Here are a few tips to help you get organized and escape the daily trivia trap so you can get work done.
1. Manage your time
Our instinct is to deal with the obvious, easiest or most insistent task first regardless of whether it’s the most important or urgent. There’s only one way to break this cycle – prioritise your work before you dive in.
Many people swear by to do lists; others prefer calendars or apps. Choose ONE and get organised. Cal Newport recommends breaking up your work into batches. It’s hard but it forces you to focus and improves productivity.
David Allen, guru of “Getting Things Done”, is more precise – just follow five simple steps to find ‘the space and structure to be more creative, strategic, and focused.’
2. Accept reality
You can’t escape admin – you have to do it at some point. The trick is to set aside a block of time to deal with administrative work, meetings, phone calls and emails. Establish daily or weekly office hours to bundle similar tasks together.

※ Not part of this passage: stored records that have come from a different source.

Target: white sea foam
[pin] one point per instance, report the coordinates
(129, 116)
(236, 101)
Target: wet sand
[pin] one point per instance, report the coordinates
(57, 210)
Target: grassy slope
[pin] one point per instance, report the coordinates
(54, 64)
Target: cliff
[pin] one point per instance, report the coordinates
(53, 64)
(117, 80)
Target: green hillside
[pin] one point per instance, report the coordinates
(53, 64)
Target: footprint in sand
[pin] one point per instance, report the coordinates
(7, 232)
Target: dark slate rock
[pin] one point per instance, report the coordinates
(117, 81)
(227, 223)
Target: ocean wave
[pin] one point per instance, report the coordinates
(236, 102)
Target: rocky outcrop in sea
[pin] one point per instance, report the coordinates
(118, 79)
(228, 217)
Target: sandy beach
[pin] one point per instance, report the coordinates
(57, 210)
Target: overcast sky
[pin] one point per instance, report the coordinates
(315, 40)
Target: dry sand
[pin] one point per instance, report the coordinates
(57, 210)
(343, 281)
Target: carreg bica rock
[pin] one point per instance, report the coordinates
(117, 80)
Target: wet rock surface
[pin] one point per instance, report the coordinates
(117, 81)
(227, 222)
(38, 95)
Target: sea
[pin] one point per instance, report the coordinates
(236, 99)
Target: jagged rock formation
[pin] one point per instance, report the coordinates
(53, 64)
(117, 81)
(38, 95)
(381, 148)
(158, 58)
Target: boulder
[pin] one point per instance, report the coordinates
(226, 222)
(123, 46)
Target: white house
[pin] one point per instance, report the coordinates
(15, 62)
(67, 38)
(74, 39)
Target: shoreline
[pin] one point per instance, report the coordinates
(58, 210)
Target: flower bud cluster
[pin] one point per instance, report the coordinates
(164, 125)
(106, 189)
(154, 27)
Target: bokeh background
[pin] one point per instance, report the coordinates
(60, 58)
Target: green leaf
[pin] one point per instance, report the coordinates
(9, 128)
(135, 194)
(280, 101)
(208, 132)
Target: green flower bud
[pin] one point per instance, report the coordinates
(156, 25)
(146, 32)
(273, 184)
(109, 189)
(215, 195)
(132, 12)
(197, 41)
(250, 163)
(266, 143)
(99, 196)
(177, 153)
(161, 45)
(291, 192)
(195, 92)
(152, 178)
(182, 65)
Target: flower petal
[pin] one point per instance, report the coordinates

Dilbert recommends you ‘touch each piece of paper once’– read it, file it, shred it, sign it – right away. For emails, Michael Hyatt recommends you ‘do, delegate, or delete’ emails in your inbox so it’s empty at the end of the day. Use the rest of your time to just get work done.
3. Have ‘deep work’ hours
Isaac Newton had the right idea – it’s important to take time to ‘sit under the tree’ and do nothing at all, says Tim Kreider in the NYT. Just simply think.
Stay focused on one major task at a time. Shifting ‘cognitive resources’ wastes a lot of time according to Gloria Mark. Her research shows it takes at least 25 minutes of focused work to get into the ‘flow’ so deeper thinking can take over.
4. Limit distractions
Don’t let ‘pings’ and ‘knocks’ monopolise your time. Work away from your office if need be.
You may not be able to manage social interruptions such as phone calls, emails and a knock on your door the same way. But you can create larger chunks of time by limiting when and how you respond to them.
5. Stay in control by letting go
The best way to get space to think is to delegate.
Micromanaging and multitasking are the enemies of vision and innovation. Give your team responsibility and watch them grow in confidence, creativity and motivation. Then take that time you’ve freed up to get work done.
6. Be ruthless in setting expectations
Little bits of work can eat up entire days. Set short, sharp deadlines – they make you focus.
As time-gobblers go, meetings are a necessary evil. The Harvard Business Review recommends getting the most out of them by keeping them short, small, banning devices and insisting everyone comes prepared. Stand-up meetings, they suggest, tend to be shorter and more productive.
When you get work done, smile
If your ‘To-Do’ list gives you a twinge of discomfort, Benji at iDoneThis recommends you look at your ‘done’ list. We’re often quite hard on ourselves for not completing a task but looking back at what you’ve already accomplished is a great encouragement. If you get work done, give yourself a clap on the back.
Besides, it’s probably more than most of us have completed today.